Now you can create the actual account on the PDS:
goat account create \
--pds-host "https://$PDS_HOSTNAME" \
--existing-did "$ACCOUNT_DID" \
--handle "$ACCOUNT_HANDLE" \
--password "$ACCOUNT_PASSWORD" \
--email "$ACCOUNT_EMAIL" \
--invite-code "$INVITE_CODE" \
--service-auth "$SIGNED_TOKEN"
Assuming that worked, the account will be in "deactivated" state, because the PDS can not make signatures on behalf of the account. You will need to update the DID document with the PDS-controlled signing key before the account can be used.
You should be able to log in using goat:
goat account login \
--pds-host "https://$PDS_HOSTNAME" \
-u "$ACCOUNT_DID" \
-p "$ACCOUNT_PASSWORD"
NOTE: if you get an error here about inactive state, you may need to upgrade goat. If you only get a warning log line, you can ignore it.
Fetch the recommended DID parameters from the PDS (this requires an authenticated login). Note that the command and response mention "plc", but this API call is not actually did:plc-specific.
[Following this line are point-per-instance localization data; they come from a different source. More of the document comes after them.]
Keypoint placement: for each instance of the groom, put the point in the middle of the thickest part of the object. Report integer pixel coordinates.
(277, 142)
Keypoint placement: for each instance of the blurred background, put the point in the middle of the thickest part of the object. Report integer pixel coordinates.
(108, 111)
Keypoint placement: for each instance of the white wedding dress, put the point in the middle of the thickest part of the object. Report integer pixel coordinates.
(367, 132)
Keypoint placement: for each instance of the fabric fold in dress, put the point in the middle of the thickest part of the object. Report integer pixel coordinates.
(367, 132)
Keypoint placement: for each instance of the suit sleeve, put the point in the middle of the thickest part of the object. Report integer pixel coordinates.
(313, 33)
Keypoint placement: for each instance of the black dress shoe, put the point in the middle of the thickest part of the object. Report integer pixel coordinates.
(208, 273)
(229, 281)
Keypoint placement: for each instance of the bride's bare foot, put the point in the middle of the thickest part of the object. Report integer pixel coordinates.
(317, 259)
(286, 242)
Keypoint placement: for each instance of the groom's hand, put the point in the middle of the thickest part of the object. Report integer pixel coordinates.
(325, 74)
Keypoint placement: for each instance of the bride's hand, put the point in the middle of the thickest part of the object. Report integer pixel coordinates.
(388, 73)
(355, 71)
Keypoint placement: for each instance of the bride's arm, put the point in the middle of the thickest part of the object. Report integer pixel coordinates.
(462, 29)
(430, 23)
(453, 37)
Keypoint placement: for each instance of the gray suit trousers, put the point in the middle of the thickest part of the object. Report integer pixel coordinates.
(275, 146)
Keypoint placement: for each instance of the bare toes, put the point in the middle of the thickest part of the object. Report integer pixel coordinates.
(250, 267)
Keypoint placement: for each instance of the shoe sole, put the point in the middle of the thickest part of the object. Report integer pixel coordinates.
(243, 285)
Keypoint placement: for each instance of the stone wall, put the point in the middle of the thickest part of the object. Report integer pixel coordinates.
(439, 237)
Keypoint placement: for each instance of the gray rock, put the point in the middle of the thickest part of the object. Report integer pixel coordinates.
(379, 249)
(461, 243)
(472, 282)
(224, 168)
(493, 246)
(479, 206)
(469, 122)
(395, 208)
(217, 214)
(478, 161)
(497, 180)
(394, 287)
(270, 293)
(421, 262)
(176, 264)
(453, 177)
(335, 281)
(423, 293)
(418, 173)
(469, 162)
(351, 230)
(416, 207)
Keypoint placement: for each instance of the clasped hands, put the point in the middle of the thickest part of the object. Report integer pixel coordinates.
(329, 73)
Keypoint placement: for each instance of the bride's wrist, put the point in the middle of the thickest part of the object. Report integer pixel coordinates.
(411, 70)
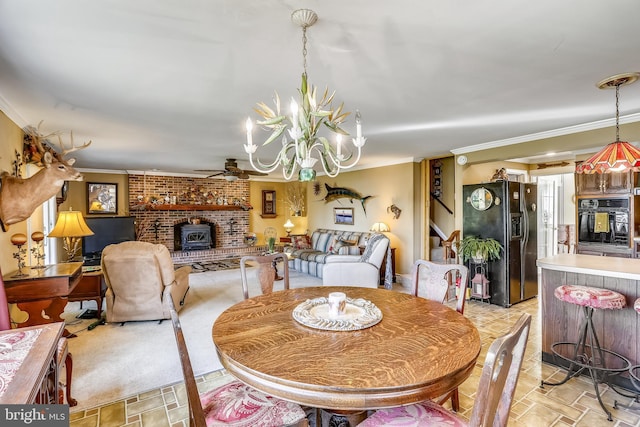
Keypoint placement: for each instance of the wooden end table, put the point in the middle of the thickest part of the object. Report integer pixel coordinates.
(43, 293)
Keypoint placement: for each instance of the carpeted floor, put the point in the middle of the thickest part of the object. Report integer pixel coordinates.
(113, 361)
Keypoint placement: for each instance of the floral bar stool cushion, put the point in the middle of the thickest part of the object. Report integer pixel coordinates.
(417, 415)
(236, 404)
(587, 296)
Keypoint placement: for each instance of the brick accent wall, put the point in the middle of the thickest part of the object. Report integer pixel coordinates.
(231, 226)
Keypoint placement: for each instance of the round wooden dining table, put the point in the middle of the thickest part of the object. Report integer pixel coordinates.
(420, 350)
$ goat account plc recommended
{
"alsoKnownAs": [
"at://handle.example.com"
],
"verificationMethods": {
"atproto": "did:key:zQ3shr9kTLFhFCxFpmwSZ8bLb7gfekfdownKYufYBUp1iFcvp"
},
"rotationKeys": [
"did:key:zQ3shcciz4AvrLyDnUdZLpQys3kyCsesojRNzJAieyDStGxGo"
],
"services": {
"atproto_pds": {
"type": "AtprotoPersonalDataServer",
"endpoint": "https://pds.example.com"
}
}
}
Take the verificationMethods, atproto value, remove the did:key: prefix, and insert it in to the did:web document:
"verificationMethod": [
{
"id": "did:web:did.example.com#atproto",
"type": "Multikey",
"controller": "did:web:did.example.com",
"publicKeyMultibase": "zQ3shr9kTLFhFCxFpmwSZ8bLb7gfekfdownKYufYBUp1iFcvp"
}
]
Confirm that your update worked by re-resolving the DID:
goat resolve did:web:did.example.com | jq .verificationMethod
You should now be able to activate the PDS account:
goat account activate
The account should now be functional in the network!
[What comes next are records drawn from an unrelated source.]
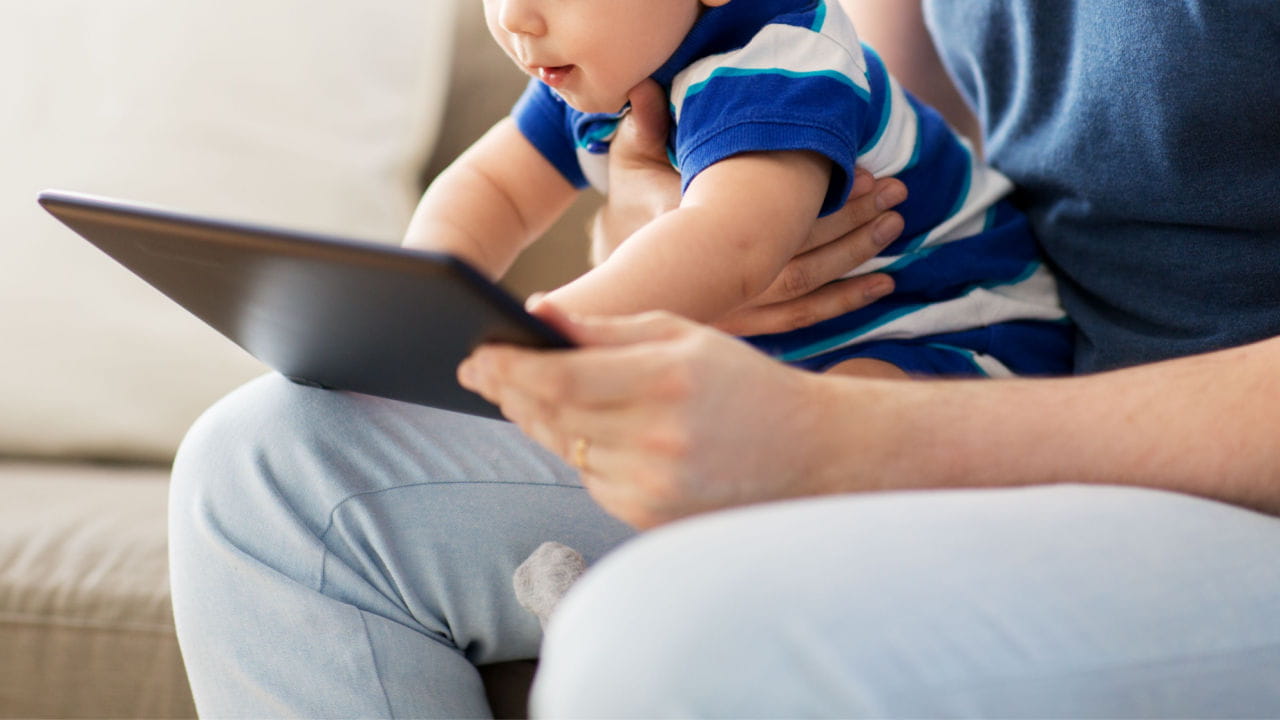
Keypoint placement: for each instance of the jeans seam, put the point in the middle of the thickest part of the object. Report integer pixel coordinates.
(333, 513)
(373, 656)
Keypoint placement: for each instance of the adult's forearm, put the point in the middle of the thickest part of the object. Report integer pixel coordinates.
(1203, 425)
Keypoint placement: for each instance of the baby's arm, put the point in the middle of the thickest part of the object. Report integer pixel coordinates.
(490, 203)
(737, 224)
You can confirm account status on a popular relay instance:
goat relay account status --relay-host https://relay1.us-east.bsky.network did:web:did.example.com
Create a microblogging post and check if it shows up in apps:
goat bsky post "first test post from did:web account"
# check apps:
# https://bsky.app/profile/did:web:did.example.com
# https://staging.blacksky.community/profile/did:web:did.example.com
It is possible that some servers or services will have stale identity metadata cached for the account at this point. This can cause "invalid handle" errors, or break inter-service auth (eg, feed generation requests). Sometimes these will resolve after 24 hours. A better way to resolve this would be self-service PDS functionality to emit additional #identity events for the account, which would usually result in all downstream services in the network to reload their identity metadata within a few seconds.